Marketing, management, and industry news for farm and food businesses from the Penn State Extension Ag Business Management team
Thursday, July 19, 2012
Guidance for Crop Insurance During the Drought
Much of Pennsylvania is an unwilling participant in the widespread drought that has led to agriculture being a daily national story in the major media outlets. For those farmers who produce crops covered by crop insurance, it may be time to make preparations for submitting a claim. Below is guidance that has been provided by Gene Gants, with the Pensylvania office of USDA-RMA.
Maximizing the Benefits of Your Crop Insurance Policy
Your “Summary of Protection” or “Schedule of Insurance” should have arrived within a few weeks of you filed your acreage report. It reflected the information on which your 2012 protection is based. Compare it to your acreage report to make sure that it is correct. If there are discrepancies, contact your insurance agent immediately to get it corrected, otherwise it could adversely affect your premium bill and/or claim payment.
Reminder and Guidance on Reporting Damage or Loss: Crop damage or loss reporting for the insurance policy for most crops requires that written notice be given to your crop insurance agent (by crop by unit (farm)):
• Within 72 hours of discovery of damage or loss,
• 15 days before harvest begins **, and
• Within 15 days after harvesting is completed but not later than 10/20 for corn harvested as silage; 12/10 for grain corn and soybeans.
• A pre-harvest appraisal is required for most direct marketed crops
• Don’t destroy evidence of damage until a loss adjuster evaluates it!
File timely notice with your county FSA office too, as you may be for some disaster benefits.
**Prior Authorization is Required to Leave Sample Rows for Yield Determination: If loss adjusting workload does not permit appraising damaged crop acreage before you are ready to start cutting silage, prior authorization must be obtained from your insurance company, through your crop insurance agent, before sample row areas can be left for later yield determination. For this reason, it’s important that notice of damage be filed with your crop insurance agent as early as you determine that damage occurred so that harvesting is not delayed.

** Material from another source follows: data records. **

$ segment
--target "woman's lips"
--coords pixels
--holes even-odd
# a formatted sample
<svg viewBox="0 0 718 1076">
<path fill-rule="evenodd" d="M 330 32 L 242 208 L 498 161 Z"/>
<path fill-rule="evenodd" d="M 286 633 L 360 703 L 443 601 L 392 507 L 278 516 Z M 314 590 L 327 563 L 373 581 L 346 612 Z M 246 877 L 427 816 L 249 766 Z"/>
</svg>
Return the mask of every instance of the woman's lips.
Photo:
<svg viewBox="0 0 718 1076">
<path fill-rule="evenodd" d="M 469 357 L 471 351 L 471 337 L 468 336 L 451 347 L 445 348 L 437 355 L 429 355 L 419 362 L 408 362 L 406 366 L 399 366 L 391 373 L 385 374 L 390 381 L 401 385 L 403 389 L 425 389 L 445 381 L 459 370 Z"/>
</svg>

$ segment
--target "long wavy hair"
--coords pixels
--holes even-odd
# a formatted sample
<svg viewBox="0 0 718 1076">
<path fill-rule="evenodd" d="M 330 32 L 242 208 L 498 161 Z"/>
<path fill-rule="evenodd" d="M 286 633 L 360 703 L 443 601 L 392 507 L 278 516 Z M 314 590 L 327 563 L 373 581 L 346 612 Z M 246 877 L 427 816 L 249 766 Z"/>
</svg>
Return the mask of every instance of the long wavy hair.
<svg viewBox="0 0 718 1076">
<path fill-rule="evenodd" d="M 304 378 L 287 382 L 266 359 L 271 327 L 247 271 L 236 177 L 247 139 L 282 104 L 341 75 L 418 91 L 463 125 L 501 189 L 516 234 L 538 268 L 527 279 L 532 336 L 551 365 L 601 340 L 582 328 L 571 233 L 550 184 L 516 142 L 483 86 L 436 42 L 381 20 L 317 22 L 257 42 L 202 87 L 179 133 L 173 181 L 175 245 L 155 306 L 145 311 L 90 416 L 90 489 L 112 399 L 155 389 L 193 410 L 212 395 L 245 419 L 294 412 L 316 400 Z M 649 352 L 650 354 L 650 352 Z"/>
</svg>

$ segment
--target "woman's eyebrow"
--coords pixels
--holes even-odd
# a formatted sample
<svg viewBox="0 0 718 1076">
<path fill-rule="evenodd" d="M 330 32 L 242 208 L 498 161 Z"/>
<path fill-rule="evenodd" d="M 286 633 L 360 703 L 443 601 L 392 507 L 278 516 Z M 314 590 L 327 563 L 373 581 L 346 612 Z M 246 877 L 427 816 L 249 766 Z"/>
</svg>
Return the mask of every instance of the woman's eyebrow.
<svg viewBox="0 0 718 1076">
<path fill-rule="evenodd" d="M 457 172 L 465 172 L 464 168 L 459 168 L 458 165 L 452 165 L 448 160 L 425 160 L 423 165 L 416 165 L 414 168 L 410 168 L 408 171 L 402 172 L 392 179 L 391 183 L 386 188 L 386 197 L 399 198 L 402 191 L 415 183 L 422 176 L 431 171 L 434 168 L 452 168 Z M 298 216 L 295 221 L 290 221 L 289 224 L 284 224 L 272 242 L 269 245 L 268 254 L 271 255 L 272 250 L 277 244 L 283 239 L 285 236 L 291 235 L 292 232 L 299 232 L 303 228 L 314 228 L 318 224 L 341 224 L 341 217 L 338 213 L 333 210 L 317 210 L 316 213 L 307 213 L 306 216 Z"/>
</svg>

Cutting Damaged Corn for Silage: If you plan to cut damaged grain type corn for silage, it’s important that the grain content be determined before harvesting regardless of whether you insure on a tonnage or grain yield basis. If you insured on a grain basis, a loss is determined by comparing the revenue or yield guarantee to the appraised yield (times the October CBOT average price for the December contract for revenue protection). If you insured and harvest on a tonnage basis and your grain content is significantly below normal (less than 4.5 bushels per ton), the grain content appraisal becomes the basis for quality adjustment which may reduce the amount of silage tonnage that counts against your guarantee.
Additional details are available from a crop insurance agent.